SSA’s initial scope of services include existing building assessment of mechanical, electrical, and plumbing utilities, initial tenant MEP space and lab programming, and “test fit” prospective tenants in available space for establishing order of magnitude cost impact to upgrade/replace MEP systems to meet tenant needs. New tenant projects included a new Petroleum Engineering Department (bldg. 9), a commercial joint venture for manufacturing a lightweight superconducting high voltage transmission wire (bldg. 14), relocating the main campus machine and carpentry shops to this campus (bldg. 7), and a new cutting edge research lab looking into improving solar panel efficiency with superconductivity advances (bldg. 15). SSA also produced CDs for a Wind Energy Test Equipment facility (bldg.. 13), and a conceptual/schematic design for renovating bldg 7 for structural beam and wind turbine blade failure testing. The design team worked with Construction Managers at Risk to provide early construction documentation for long lead MEP equipment.
Building 9 with Petroleum Engineering Department as tenant, project included classroom, Computer Visualization Lab, Production Fluids Lab, Rock Properties lab, Mud lab, Teaching and graduate research labs.
Building 7, campus machine and carpentry shops, renovated industrial space into separate flexible machine shop space and a carpentry shop. The machine shop includes CNC, lathes, drill press, grinders, welding areas with hood, metal press, and numerous other metal forming equipment. The area was served by overhead electrical busbar for power and piped with shop air.
Building 15, Energy Device Fabrication Lab, project includes semi-clean room space for device fabrication, a MEP equipment mezzanine for accessibility outside the process and clean areas, testing and characterization labs, lithography lab, and shop space for equipment support. There is a separate toxic gas storage room with explosion venting, an exterior equipment yard.
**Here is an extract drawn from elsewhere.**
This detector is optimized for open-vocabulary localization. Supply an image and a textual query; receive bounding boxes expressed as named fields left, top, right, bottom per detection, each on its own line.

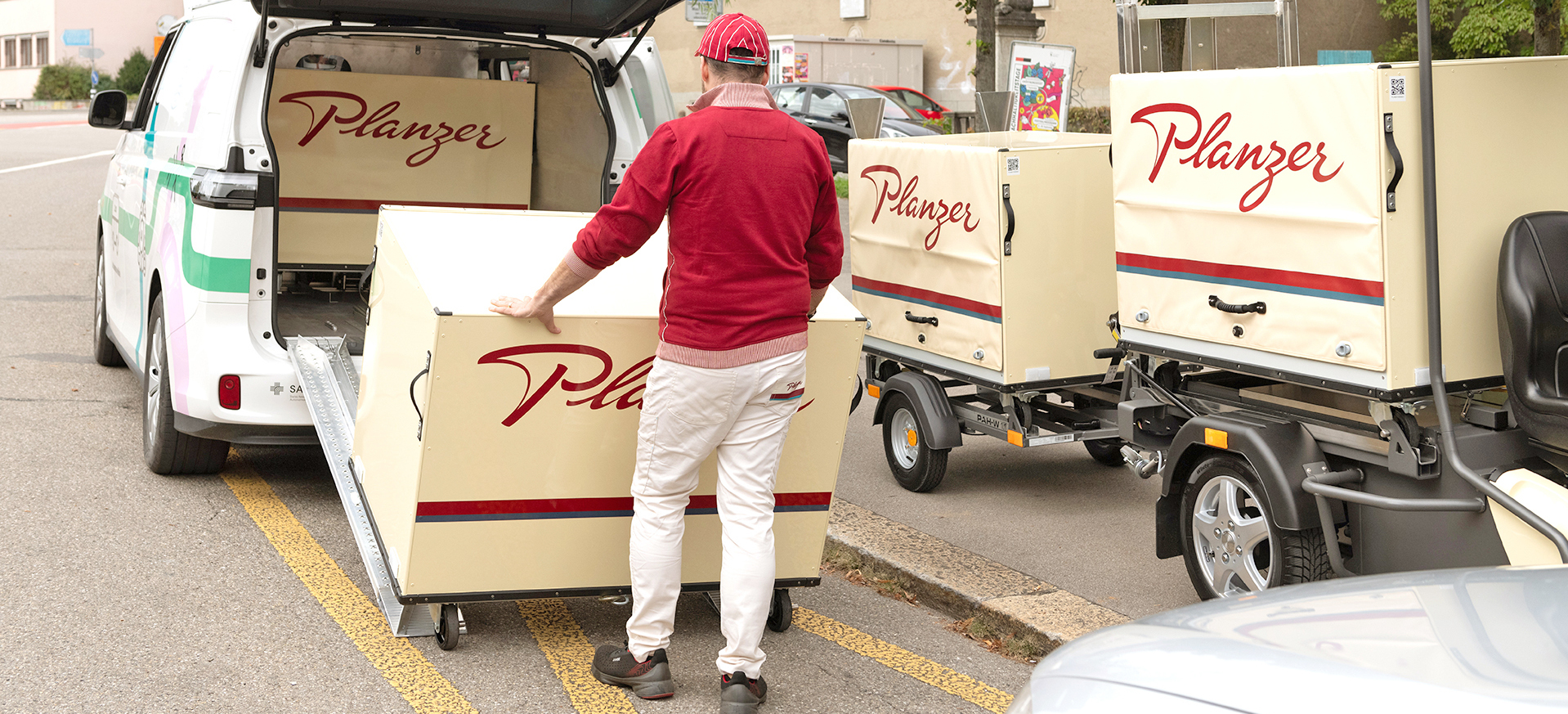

Process gasses include Silane, Phosphine, Arsine, Diborane, Germane, Hydrogen, Ammonia, Nitrogen, Argon, and compressed lab air.
Building 13, Wind Energy Test Equipment Facility, was a new stand alone high bay prefabricated metal building with a strong floor, perimeter trench drain for routing hydraulic lines, and low bay equipment rooms and support spaces.
Building 7, structural beam and wind turbine blade failure testing project renovated an existing high/low bay industrial building with drive thru feature in the high bay area to include a strong floor for failure testing both concrete bridge abutments and 75 meter wind turbine blades, 5 and 10 ton overhead traveling cranes, vibration testing lab for wind turbine blades, metallurgy and diagnostic testing support labs, fiberglass wind turbine blade fabrication shops, hydraulic equipment space, and an environmental chamber for rapid thermal cycling of 10 meter wind turbine blades.